French workers turned out in unusually large numbers for marches throughout the country, where fractious unions, angry at the conservative government's handling of the crisis, came together for the first time in decades to stage a Paris march. On the first May Day since the advent of the crisis, Russian police were out in force as Communists and liberals gathered to criticize the government. No violence was reported, but police said four leftists were detained after trying to light flares near the Kremlin. Dozens of nationalists and leftists were detained in St. Petersburg, Russian news agencies reported.

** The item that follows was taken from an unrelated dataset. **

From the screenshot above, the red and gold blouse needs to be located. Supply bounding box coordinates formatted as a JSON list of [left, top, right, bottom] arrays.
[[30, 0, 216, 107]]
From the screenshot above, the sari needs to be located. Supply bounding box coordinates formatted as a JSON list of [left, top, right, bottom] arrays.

In Italy, union leaders shifted rallies from major cities to the earthquake-stricken town of L'Aquila as a sign of solidarity with the thousands who lost their jobs when businesses crumbled in last month's quake. In socialist Havana, hundreds of thousands of marchers waving Cuban and Communist Party flags, pictures of Fidel and Raul Castro and banners with socialist slogans marked May Day on the sprawling Plaza of the Revolution. Despite huge expectations, ailing Fidel Castro did not attend, but wrote in a column that the U.S. would like to see Cuba "return to the ranks of slaves."
In Tokyo, some 36,000 people rallied in Yoyogi Park to demand better welfare benefits, with others protesting military spending, according Agence France-Presse. There were also rallies in Seoul, Manila, the Cambodian capital of Phnom Penh and Taipei.